In the first lab held at San Manuel Gateway College, Angelica Estrada-Tinoco and Miguel Ibarra study the intricacies of the human cell.

 

On September 22—less than two years following the Dec. 10, 2014 groundbreaking—orientation for the first class of students in the San Manuel Gateway College was held. Many of the students had watched the facility rise from a littered vacant lot next to the freeway near downtown San Bernardino.

As classes began, the students are being introduced to medical terminology and in labs, they’re learning the intricacies of the human cell. These students are graduates of local high schools, and for many, they are the first in their families to pursue a career in health care.

Arwyn Wild, executive director of the college, explains, “One of the main goals of the college pathways is to have viable job opportunities for these local students in the Inland Empire.”

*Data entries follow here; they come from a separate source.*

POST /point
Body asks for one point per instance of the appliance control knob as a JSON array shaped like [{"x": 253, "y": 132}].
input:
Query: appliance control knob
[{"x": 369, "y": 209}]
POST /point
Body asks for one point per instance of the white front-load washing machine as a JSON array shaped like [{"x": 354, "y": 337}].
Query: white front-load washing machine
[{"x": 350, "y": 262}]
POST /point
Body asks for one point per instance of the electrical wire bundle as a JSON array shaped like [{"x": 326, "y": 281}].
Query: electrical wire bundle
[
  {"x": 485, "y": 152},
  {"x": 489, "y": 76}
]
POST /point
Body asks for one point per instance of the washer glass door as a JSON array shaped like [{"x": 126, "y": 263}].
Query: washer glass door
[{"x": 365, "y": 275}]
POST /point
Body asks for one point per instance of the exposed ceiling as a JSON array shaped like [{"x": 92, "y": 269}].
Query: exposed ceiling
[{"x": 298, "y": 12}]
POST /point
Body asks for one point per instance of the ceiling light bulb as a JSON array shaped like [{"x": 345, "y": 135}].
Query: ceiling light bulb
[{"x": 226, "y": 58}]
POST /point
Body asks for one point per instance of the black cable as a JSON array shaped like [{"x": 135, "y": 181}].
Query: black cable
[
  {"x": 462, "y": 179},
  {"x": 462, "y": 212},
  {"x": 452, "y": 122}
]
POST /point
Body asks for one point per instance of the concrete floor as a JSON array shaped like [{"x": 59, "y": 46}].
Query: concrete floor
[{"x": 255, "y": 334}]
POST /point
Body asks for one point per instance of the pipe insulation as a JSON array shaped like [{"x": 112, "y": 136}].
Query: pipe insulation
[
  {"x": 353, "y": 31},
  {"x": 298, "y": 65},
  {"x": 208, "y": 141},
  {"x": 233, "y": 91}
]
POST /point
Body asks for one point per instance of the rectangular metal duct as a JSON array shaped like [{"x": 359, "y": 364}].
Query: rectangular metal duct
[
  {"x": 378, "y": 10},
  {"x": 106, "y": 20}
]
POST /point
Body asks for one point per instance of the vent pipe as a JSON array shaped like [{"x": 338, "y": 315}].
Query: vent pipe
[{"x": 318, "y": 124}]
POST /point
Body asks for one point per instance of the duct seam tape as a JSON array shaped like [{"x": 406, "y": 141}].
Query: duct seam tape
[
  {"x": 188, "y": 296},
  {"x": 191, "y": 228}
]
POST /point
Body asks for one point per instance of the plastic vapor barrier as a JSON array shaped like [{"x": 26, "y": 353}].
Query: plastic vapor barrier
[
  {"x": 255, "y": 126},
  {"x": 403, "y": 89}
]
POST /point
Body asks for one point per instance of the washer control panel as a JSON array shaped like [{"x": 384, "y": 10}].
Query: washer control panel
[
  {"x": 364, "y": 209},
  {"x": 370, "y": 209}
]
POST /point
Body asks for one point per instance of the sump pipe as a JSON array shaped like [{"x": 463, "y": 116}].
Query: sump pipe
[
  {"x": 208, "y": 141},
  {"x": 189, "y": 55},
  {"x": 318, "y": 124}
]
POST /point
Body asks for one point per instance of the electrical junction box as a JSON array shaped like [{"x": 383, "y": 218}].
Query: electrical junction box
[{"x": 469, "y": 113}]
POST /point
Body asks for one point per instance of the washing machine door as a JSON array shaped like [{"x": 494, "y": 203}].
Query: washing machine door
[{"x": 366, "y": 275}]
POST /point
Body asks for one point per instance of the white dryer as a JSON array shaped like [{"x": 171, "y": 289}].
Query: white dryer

According to Wild, the college will offer a patient care assistant program and certificate programs for medical assistants, medical scribes, pharmacy technicians, dialysis technicians, and community health workers.

At Loma Linda University Health – San Bernardino campus, home of San Manuel Gateway College, students will complete clinical rotations along side students from Loma Linda University and physicians in specialty training.

Loma Linda University Health is working with the City of San Bernardino and the San Bernardino City Unified School District on this project. The College would not have been possible without a $10 million gift from the San Manuel Band of Mission Indians.  Additional philanthropic support has provided valuable start-up and scholarship funds.

The San Bernardino campus also houses a Social Action Community (SAC) Health System clinic, which provides primary and specialty care of all types, using 124 exam and procedure rooms, as well as dental care in 24 operatories. Filling out the space is a large behavioral health area with both private and group counseling rooms, a pharmacy, laboratory, and vegetarian eatery, Farmacy Fresh Cafe.

Many of the 700 residents in Loma Linda University Health’s specialty training programs are treating low-income patients in the busy clinics, and will interact with the San Manuel Gateway College students who will complete certificate programs each year.

“To my knowledge,” says Richard Hart, MD, DrPH, president, Loma Linda University Health, “Loma Linda University Health — San Bernardino campus is the only educational model in the nation that will house three separate levels of education in one building. This model has the potential to be an example for low-income areas across the nation.”

Not only will the campus serve as a clinical and educational facility, it has the potential to become the largest outpatient facility of its kind in the United States, providing health care for 200,000 people each year.